This analysis is to study the Amazon vine program. Amazon vine program is a paid program by Amazon to customers to review products listed on Amazon.com.
- There are multiple categories in this program, but in this analysis I used the Grocery dataset that is offered by Amazon and availbal on an AWS S3 bucket.
- The AWS S3 link to the review data: https://s3.amazonaws.com/amazon-reviews-pds/tsv/amazon_reviews_us_Grocery_v1_00.tsv.gz
Using Pyspark, the data was extracted from an AWS S3 bucket, transform the data, connect to an AWS RDS instance, and then load the transformed data into pgAdmin. Next, using SQL to determine if there is any bias toward favorable reviews from Vine members in the dataset.

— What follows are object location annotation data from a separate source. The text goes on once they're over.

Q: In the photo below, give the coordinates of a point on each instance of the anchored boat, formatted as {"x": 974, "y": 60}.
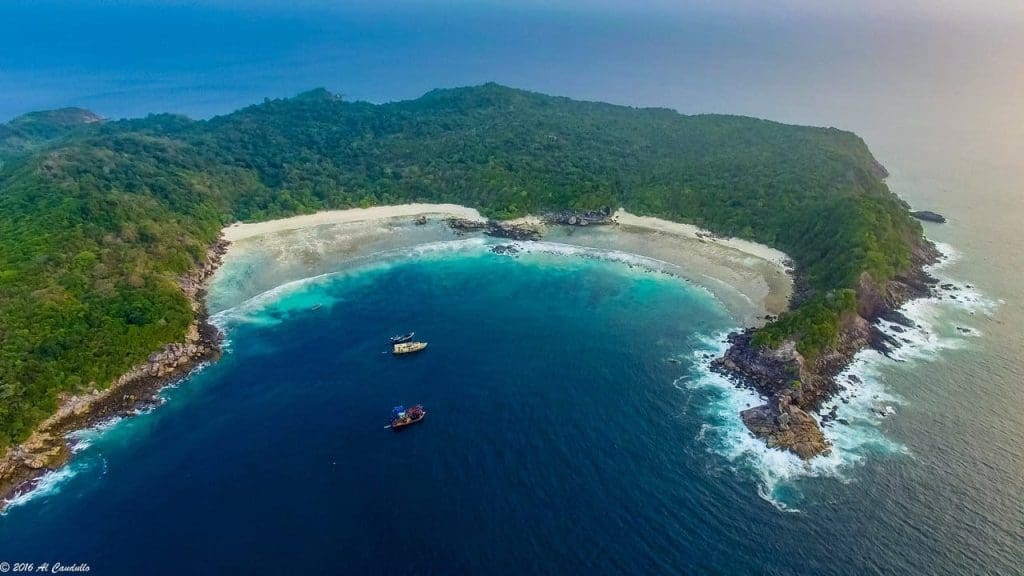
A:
{"x": 401, "y": 417}
{"x": 408, "y": 347}
{"x": 402, "y": 338}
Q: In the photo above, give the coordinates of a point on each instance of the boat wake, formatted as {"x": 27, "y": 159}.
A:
{"x": 860, "y": 408}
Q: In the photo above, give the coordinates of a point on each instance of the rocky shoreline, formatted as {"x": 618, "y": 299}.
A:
{"x": 795, "y": 387}
{"x": 48, "y": 447}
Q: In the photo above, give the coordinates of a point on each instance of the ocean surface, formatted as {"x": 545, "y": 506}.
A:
{"x": 560, "y": 435}
{"x": 572, "y": 423}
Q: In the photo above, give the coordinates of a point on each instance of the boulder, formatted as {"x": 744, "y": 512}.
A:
{"x": 929, "y": 216}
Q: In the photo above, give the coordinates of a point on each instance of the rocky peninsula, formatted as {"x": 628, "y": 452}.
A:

In this analysios we focus only on the reviews that gave 5 star reviews and marked as helpful reviews for these products. There are 14630 participants with more than 20 of total reviews.
-
Percentage of vine reviews: Total of vine helpful 5 star reviews divided by the total number of helpful and 5 star reviews.
-
Percentage of non vine reviews: The total of non vine helpful and 5 star reviews divided by the total number of helpful and 5 star reviews.
Based on this dataset for Grocery products, we notice that the majority of helpful reviews came from a non vine reviewers (unpaid). As a result, I don't think there would be a bias in the reviews for these product by vine participants.
In order to get more accurate study and analysis to measure the vine program, will need to analyze the eefect of unpaid reviews with no verified purchase on any of the products.